A legislação prevê subsídios
especiais para os produtores rurais que exploram esses animais e o objetivo é
um só: expandir esse setor para gerar lucro, sem levar em consideração o
sofrimento das ovelhas, carneiros, cabras e bodes.
Bolsonaro, no entanto, não fez
isso sozinho, já que essa iniciativa só se tornou lei após ser proposta pelo
deputado federal Afonso Hamm (PP-RS) e ser aprovada pelos parlamentares.
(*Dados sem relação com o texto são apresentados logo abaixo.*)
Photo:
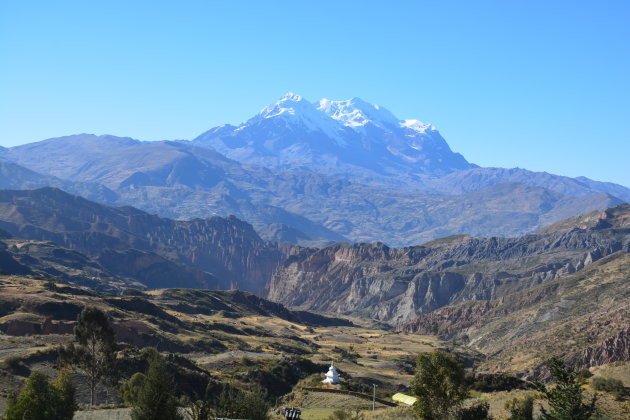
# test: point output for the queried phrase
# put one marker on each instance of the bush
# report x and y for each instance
(155, 399)
(478, 411)
(40, 399)
(521, 408)
(439, 385)
(131, 388)
(614, 386)
(14, 363)
(346, 415)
Afonso Hamm também é autor do
Projeto de Lei 3780/2015, que cria o “Dia Nacional da Ovinocultura”. Em
tramitação na Câmara dos Deputados, o projeto tem como justificativa presente
em seu texto o interesse de “difundir sua prática [da ovinocultura],
estimulando o consumo desta carne”.
No site oficial da Câmara dos
Deputados, é possível avaliar o projeto de lei. A ANDA, por ser defensora dos
direitos animais, orienta os leitores a clicar na opção “discordo totalmente”.
Objetificação,
sofrimento e morte
Os animais que se tornaram alvo
do deputado e do presidente são sensíveis, capazes de sentir dor, medo, agonia,
felicidade e tantas outras sensações e sentimentos. Essa afirmação, aliás, é
respaldada em um estudo científico.
Um manifesto assinado em 2016 por
neurocientistas de todo o mundo atestou que todos os mamíferos, aves e outros
animais, incluindo polvos, têm consciência. O físico Stephen Hawking estava
presente no jantar de assinatura do manifesto como convidado de honra. Em
entrevista à revista Veja, o neurocientista canadense Philip Low comentou o
estudo.
“Descobrimos que as estruturas
que nos distinguem de outros animais, como o córtex cerebral, não são
responsáveis pela manifestação da consciência. Resumidamente, se o restante do
cérebro é responsável pela consciência e essas estruturas são semelhantes entre
seres humanos e outros animais, como mamíferos e pássaros, concluímos que esses
animais também possuem consciência”, explicou.
“Sabemos que todos os mamíferos,
todos os pássaros e muitas outras criaturas, como o polvo, possuem as
estruturas nervosas que produzem a consciência. Isso quer dizer que esses
animais sofrem. É uma verdade inconveniente: sempre foi fácil afirmar que
animais não têm consciência. Agora, temos um grupo de neurocientistas
respeitados que estudam o fenômeno da consciência, o comportamento dos animais,
a rede neural, a anatomia e a genética do cérebro. Não é mais possível dizer
que não sabíamos”, completou.
Em 2016, quando a entrevista foi
concedida à revista, Low deixou claro que se sentiu tocado pela descoberta.
“Acho que vou virar vegano. É impossível não se sensibilizar com essa nova
percepção sobre os animais, em especial sobre sua experiência do sofrimento”,
disse.
Esse sofrimento, no entanto, não
foi levado em consideração pelo deputado federal Afonso Hamm, tampouco por Jair
Bolsonaro, que é conhecido por desprezar a natureza e os animais.
Ovelhas, carneiros, cabras e
bodes podem viver até 18 anos, mas têm suas vidas ceifadas com cerca de quatro
meses de idade. Bebês inocentes, impedidos de desfrutar das décadas de vida que
teriam pela frente e condenados a extremo sofrimento antes de serem mortos
apenas para que humanos se beneficiem.